Si riapre il caso della strage di Erba. A 17 anni dai fatti e 13 dalla condanna definitiva all’ergastolo per i coniugi Olindo Romano e Rosa Bazzi per gli omicidi di Raffaella Castagna, il figlio Youssef di soli due anni, la nonna del piccolo Paola Galli e la vicina di casa Valeria Cherubini, la corte d’appello di Brescia ha fissato l’udienza per la richiesta di revisione del processo a loro carico.

La corte, infatti, ha emesso un decreto di citazione a giudizio nei confronti dei due coniugi condannati e ora si apre una nuova fase straordinaria del giudizio.

Cosa è la revisione

Il giudizio di revisione è una forma di impugnazione straordinaria, perché avviene su una sentenza già passata in giudicato. In questo caso, la sentenza di cassazione del 2011 che ha condannato in via definitiva all’ergastolo Olindo e Rosa.

Proprio per la sua straordinarietà, la revisione può essere richiesta solo in casi eccezionali: nel caso di condanna basata su falsità negli atti o in giudizio, nel caso in cui i fatti su cui si basa la condanna siano inconciliabili con quelli stabiliti in un’altra sentenza e – questo è il caso dei coniugi Romano – nel caso in cui dopo la condanna siano sopravvenute o si scoprano nuove prove che «dimostrano che il condannato deve essere prosciolto».

In altre parole, le nuove prove da produrre in giudizio devono portare all’assoluzione dei condannati e non possono essere solo prove che ne riducano la responsabilità.

La richiesta di revisione può essere presentata dagli stessi condannati o dai loro prossimi congiunti oppure dal procuratore generale presso la corte d’appello nel cui distretto è stata pronunciata la sentenza di condanna.

Questo è stato il caso di Erba, dove la richiesta di revisione è stata presentata dal sostituto procuratore generale di Milano, Cuno Tarfusser, la cui iniziativa però ha prodotto uno scontro con la procuratrice generale di Milano Francesca Nanni, cui si è aggiunta anche quella delle difese dei due condannati.
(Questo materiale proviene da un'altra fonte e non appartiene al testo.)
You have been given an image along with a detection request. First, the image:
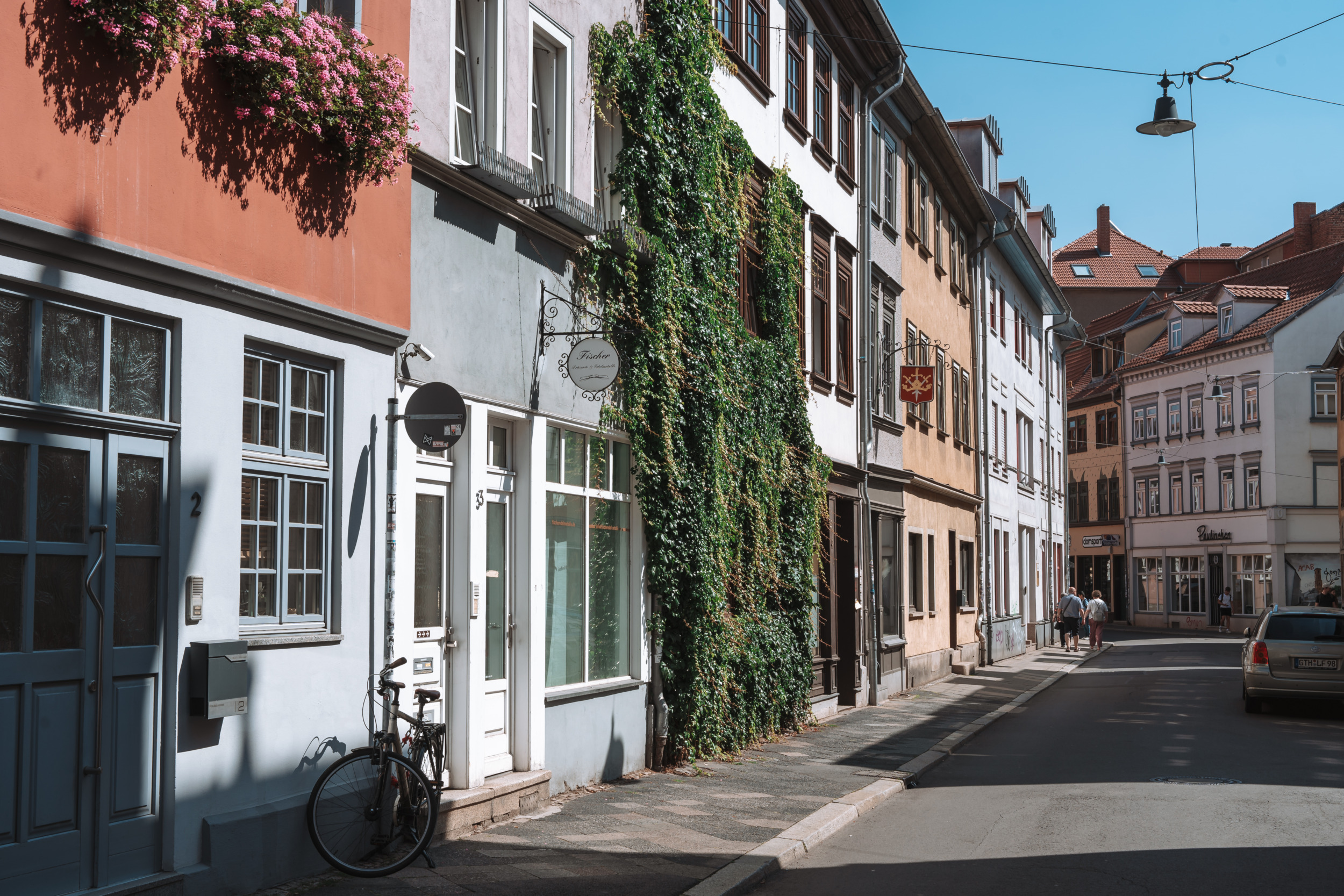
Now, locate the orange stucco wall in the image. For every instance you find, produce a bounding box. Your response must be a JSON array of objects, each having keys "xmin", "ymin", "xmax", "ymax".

Le nuove prove portate da Tarfusser e dalla difesa si basano su tre perizie, che sono state frutto di tecnologie più moderne rispetto a quelle disponibili al momento degli omicidi.

Cosa succede adesso

La decisione ora spetta alla corte d’appello di Brescia, che ha fissato la prima udienza e quindi non ha ritenuto che la richiesta fosse manifestamente infondata e quindi da dichiarare inammissibile d’ufficio.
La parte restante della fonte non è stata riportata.